In the reaction : `MnO_(4)^(-)+xH^(+)+n e^(-)rarrMn^(2+)+yH_(2)O` What is the value of n :

To determine the value of \( n \) in the reaction: \[ \text{MnO}_4^{-} + x\text{H}^{+} + n e^{-} \rightarrow \text{Mn}^{2+} + y\text{H}_2\text{O} \] we will follow these steps: ### Step 1: Determine the change in oxidation state - The oxidation state of manganese in \(\text{MnO}_4^{-}\) is \( +7 \). - The oxidation state of manganese in \(\text{Mn}^{2+}\) is \( +2 \). - The change in oxidation state is calculated as: \[ \text{Change} = +7 - (+2) = 5 \] ### Step 2: Balance the manganese atoms - There is one manganese atom on both sides of the equation: \[ \text{1 Mn on the left} \quad \text{and} \quad \text{1 Mn on the right} \] - Therefore, the manganese atoms are already balanced. ### Step 3: Balance the oxygen atoms - The left side has 4 oxygen atoms from \(\text{MnO}_4^{-}\). - We can balance the oxygen atoms by adding water (\(\text{H}_2\text{O}\)) on the right side: \[ \text{4 O from } \text{MnO}_4^{-} \rightarrow \text{4 H}_2\text{O} \] - Thus, \( y = 4 \). ### Step 4: Balance the hydrogen atoms - Each water molecule contributes 2 hydrogen atoms. Therefore, 4 water molecules contribute: \[ 4 \times 2 = 8 \text{ H atoms} \] - To balance the 8 hydrogen atoms, we need to add \( 8 \text{H}^{+} \) ions on the left side: \[ x = 8 \] ### Step 5: Balance the charge - Now we need to balance the charges on both sides of the equation. - On the left side: \[ \text{Charge} = -1 (\text{from } \text{MnO}_4^{-}) + 8 (\text{from } 8\text{H}^{+}) = +7 \] - On the right side: \[ \text{Charge} = +2 (\text{from } \text{Mn}^{2+}) \] - To balance the charges, we need to add electrons (\( e^{-} \)) to the left side.
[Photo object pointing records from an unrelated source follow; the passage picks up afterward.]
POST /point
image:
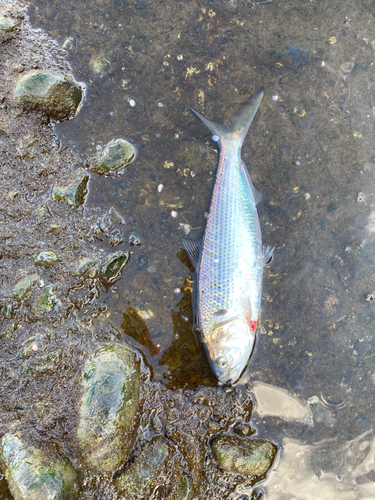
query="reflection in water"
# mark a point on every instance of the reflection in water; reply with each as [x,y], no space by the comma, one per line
[300,475]
[276,402]
[185,357]
[135,326]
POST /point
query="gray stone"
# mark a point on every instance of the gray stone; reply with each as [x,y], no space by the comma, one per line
[243,455]
[72,190]
[48,258]
[48,302]
[24,285]
[117,154]
[51,92]
[144,468]
[31,476]
[111,381]
[113,266]
[84,265]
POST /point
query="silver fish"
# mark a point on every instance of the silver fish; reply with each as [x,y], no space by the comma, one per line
[230,258]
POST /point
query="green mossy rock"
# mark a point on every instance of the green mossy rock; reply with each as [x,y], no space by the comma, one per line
[144,468]
[48,258]
[72,190]
[117,154]
[7,25]
[48,302]
[243,456]
[24,285]
[51,92]
[110,399]
[31,476]
[113,266]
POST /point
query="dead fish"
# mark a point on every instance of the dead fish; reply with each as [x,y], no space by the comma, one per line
[229,259]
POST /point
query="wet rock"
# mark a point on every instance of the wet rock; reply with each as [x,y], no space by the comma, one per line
[111,381]
[117,154]
[72,190]
[100,66]
[51,92]
[146,465]
[48,302]
[24,285]
[113,266]
[43,213]
[297,55]
[31,476]
[243,456]
[48,258]
[7,26]
[134,240]
[84,265]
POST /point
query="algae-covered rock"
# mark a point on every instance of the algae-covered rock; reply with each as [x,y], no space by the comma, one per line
[111,381]
[24,285]
[31,476]
[146,465]
[48,302]
[113,266]
[7,25]
[243,456]
[51,92]
[84,265]
[117,154]
[47,258]
[73,189]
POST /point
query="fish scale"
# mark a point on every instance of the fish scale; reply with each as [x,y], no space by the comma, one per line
[230,260]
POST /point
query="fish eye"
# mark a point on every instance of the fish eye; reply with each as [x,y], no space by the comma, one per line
[221,362]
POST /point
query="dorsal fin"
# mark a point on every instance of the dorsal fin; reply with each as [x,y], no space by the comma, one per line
[192,248]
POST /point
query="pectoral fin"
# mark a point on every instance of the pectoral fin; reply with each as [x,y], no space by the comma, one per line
[267,255]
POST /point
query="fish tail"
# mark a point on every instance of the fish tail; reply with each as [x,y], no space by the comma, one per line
[241,122]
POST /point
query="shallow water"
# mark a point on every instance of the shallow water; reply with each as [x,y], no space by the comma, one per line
[309,151]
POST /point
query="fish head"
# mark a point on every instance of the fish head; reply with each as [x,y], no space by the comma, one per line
[229,348]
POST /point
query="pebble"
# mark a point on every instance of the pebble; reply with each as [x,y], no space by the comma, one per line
[32,476]
[112,267]
[243,455]
[109,403]
[72,189]
[47,258]
[51,92]
[115,155]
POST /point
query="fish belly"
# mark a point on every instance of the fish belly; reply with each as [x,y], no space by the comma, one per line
[230,270]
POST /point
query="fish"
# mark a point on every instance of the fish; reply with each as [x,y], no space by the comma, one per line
[229,258]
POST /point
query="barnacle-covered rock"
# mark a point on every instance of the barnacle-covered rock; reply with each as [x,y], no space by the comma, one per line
[50,92]
[243,456]
[32,476]
[73,189]
[117,154]
[111,382]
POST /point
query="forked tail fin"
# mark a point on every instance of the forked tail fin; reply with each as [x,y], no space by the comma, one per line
[241,122]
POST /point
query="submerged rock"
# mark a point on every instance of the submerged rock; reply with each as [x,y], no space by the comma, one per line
[24,285]
[117,154]
[72,190]
[111,381]
[113,266]
[48,258]
[84,265]
[243,456]
[48,91]
[31,476]
[146,465]
[7,26]
[48,302]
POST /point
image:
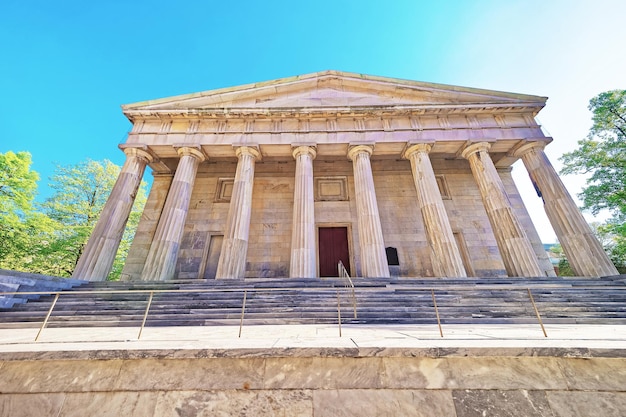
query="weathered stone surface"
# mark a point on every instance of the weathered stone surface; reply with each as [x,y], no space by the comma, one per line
[110,404]
[297,403]
[173,374]
[516,250]
[366,402]
[501,403]
[606,374]
[473,373]
[446,256]
[303,248]
[373,256]
[232,262]
[59,376]
[97,258]
[29,405]
[584,404]
[323,373]
[161,260]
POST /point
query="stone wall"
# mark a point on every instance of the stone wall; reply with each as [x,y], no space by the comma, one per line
[272,210]
[313,382]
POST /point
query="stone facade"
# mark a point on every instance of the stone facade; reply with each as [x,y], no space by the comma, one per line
[391,177]
[301,382]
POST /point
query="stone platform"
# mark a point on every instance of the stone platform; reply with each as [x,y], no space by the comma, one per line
[309,370]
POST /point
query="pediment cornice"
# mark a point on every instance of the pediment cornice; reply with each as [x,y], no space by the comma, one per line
[335,112]
[334,93]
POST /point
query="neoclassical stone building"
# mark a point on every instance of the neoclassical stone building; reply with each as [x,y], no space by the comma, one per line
[287,177]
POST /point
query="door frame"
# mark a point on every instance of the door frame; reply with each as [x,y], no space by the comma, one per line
[348,226]
[205,253]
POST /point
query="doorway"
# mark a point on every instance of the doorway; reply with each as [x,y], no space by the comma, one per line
[333,247]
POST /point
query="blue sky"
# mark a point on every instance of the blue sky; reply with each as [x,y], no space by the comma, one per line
[67,66]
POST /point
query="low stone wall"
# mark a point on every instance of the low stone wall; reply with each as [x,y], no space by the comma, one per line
[314,382]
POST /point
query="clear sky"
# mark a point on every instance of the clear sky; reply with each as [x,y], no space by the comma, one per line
[67,66]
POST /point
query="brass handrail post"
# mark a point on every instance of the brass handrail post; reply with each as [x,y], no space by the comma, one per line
[145,315]
[339,313]
[243,310]
[432,293]
[343,273]
[532,300]
[45,322]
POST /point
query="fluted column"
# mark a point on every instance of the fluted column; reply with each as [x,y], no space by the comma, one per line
[373,256]
[436,221]
[583,250]
[96,261]
[232,263]
[161,261]
[515,248]
[303,259]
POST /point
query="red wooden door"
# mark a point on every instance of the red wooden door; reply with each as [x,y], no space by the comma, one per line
[333,247]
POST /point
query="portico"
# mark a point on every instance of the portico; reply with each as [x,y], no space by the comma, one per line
[417,174]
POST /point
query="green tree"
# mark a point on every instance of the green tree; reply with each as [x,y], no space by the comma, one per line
[602,156]
[18,186]
[80,192]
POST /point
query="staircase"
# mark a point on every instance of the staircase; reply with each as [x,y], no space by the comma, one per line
[379,301]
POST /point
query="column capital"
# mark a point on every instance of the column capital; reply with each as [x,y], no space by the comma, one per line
[527,147]
[139,153]
[412,148]
[253,151]
[357,149]
[304,149]
[475,147]
[195,151]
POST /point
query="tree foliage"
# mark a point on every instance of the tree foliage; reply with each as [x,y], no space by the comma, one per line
[18,185]
[52,237]
[602,156]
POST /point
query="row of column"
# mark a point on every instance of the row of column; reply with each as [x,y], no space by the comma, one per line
[582,248]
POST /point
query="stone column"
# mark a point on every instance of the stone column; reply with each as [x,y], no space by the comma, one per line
[96,261]
[303,259]
[373,256]
[515,247]
[584,251]
[161,261]
[232,263]
[436,221]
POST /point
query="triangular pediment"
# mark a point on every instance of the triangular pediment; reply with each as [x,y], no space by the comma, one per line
[332,89]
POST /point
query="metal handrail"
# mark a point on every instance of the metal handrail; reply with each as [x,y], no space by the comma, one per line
[57,294]
[343,274]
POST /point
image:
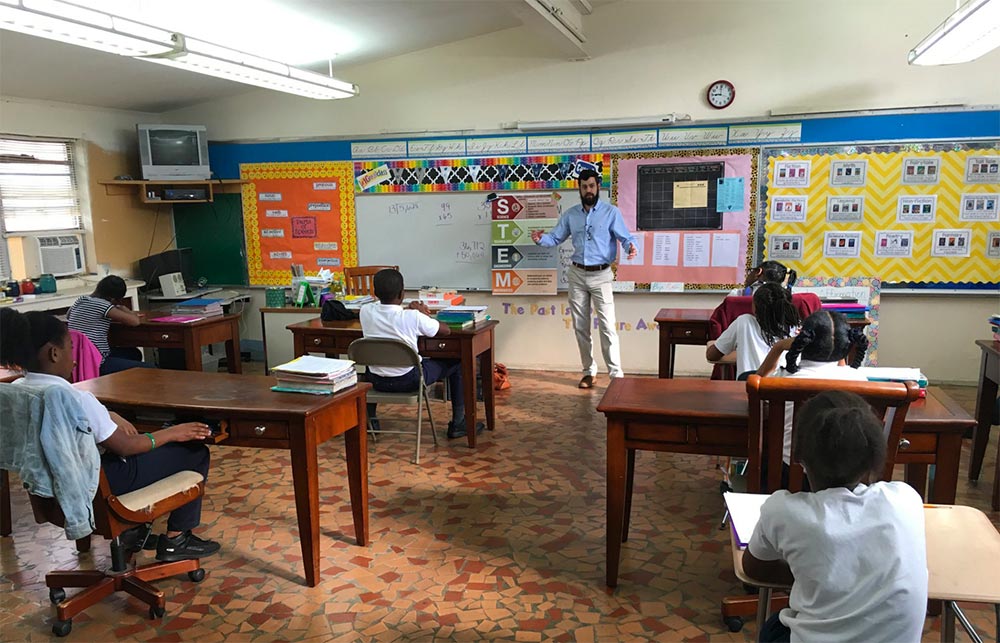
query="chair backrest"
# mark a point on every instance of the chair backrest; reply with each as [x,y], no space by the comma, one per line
[358,279]
[768,397]
[373,351]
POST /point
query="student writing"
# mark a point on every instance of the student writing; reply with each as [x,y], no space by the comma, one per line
[854,554]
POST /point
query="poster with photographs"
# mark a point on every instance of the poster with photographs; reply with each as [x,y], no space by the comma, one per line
[848,173]
[791,174]
[921,170]
[979,207]
[893,243]
[842,244]
[982,169]
[951,243]
[789,208]
[785,246]
[993,244]
[916,209]
[845,208]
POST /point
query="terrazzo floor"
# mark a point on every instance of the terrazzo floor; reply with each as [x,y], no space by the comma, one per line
[502,543]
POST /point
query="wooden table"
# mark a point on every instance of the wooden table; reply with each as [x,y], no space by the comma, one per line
[191,337]
[255,416]
[710,417]
[333,338]
[989,380]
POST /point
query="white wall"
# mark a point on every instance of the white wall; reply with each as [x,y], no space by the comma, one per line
[649,57]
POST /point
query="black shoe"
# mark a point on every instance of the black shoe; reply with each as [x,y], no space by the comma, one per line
[138,538]
[458,431]
[184,546]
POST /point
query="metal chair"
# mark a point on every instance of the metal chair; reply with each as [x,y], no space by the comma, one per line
[371,351]
[358,279]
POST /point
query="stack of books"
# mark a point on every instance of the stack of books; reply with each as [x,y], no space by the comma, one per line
[315,375]
[197,308]
[459,317]
[851,311]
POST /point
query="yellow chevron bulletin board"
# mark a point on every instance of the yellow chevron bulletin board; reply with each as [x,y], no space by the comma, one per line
[881,211]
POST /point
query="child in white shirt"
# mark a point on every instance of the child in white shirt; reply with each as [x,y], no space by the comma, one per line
[854,555]
[773,317]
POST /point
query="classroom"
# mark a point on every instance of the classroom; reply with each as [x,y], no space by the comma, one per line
[726,132]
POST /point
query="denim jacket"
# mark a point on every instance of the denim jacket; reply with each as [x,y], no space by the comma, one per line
[46,439]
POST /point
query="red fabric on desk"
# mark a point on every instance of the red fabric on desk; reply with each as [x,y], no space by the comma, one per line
[805,303]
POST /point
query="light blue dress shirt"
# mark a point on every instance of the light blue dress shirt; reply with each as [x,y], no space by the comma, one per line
[594,233]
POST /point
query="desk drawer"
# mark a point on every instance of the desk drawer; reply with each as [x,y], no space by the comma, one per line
[440,346]
[688,332]
[260,429]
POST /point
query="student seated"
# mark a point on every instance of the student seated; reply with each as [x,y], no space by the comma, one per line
[768,272]
[824,343]
[751,336]
[389,320]
[92,315]
[854,554]
[39,343]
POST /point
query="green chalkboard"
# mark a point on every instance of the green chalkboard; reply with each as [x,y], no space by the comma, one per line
[214,232]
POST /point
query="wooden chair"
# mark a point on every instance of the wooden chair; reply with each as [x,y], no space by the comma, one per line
[358,279]
[370,351]
[768,397]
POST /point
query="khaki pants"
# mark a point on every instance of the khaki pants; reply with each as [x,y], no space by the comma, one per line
[594,287]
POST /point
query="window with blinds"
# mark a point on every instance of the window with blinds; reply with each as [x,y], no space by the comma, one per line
[38,186]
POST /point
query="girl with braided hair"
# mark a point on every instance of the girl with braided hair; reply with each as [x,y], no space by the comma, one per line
[818,352]
[773,318]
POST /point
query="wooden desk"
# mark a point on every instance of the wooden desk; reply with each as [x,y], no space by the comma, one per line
[989,379]
[258,417]
[710,417]
[191,337]
[689,326]
[334,337]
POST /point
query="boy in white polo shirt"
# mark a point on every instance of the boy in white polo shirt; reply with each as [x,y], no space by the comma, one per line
[854,554]
[388,319]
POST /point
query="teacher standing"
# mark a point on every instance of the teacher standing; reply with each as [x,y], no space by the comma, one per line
[595,227]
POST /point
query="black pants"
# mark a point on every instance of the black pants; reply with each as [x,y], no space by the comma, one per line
[133,472]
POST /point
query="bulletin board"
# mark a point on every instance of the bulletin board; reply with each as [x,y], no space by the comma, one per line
[919,213]
[698,258]
[298,213]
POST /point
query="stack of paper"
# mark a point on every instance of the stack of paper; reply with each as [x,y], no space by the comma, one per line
[744,512]
[315,375]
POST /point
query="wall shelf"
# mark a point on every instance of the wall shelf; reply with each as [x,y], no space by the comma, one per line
[144,189]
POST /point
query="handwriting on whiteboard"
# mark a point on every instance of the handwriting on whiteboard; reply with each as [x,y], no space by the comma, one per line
[692,136]
[470,251]
[624,140]
[403,207]
[378,149]
[762,133]
[564,143]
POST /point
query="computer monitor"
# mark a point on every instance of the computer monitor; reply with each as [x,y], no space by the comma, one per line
[178,260]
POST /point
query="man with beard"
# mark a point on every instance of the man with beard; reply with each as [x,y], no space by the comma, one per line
[595,227]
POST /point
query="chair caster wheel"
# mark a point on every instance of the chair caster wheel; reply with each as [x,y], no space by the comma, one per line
[62,628]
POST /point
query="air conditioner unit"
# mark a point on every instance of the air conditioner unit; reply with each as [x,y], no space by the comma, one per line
[56,254]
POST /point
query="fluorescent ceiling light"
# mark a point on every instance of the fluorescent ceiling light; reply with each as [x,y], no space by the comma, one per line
[608,123]
[77,25]
[970,32]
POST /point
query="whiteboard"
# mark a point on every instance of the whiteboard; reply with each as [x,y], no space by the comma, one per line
[436,238]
Let \( n \) be the number of electrons: \[ +7 - n = +2 \] - Rearranging gives: \[ n = 7 - 2 = 5 \] ### Conclusion The value of \( n \) is \( 5 \). ### Summary - The balanced reaction is: \[ \text{MnO}_4^{-} + 8\text{H}^{+} + 5 e^{-} \rightarrow \text{Mn}^{2+} + 4\text{H}_2\text{O} \]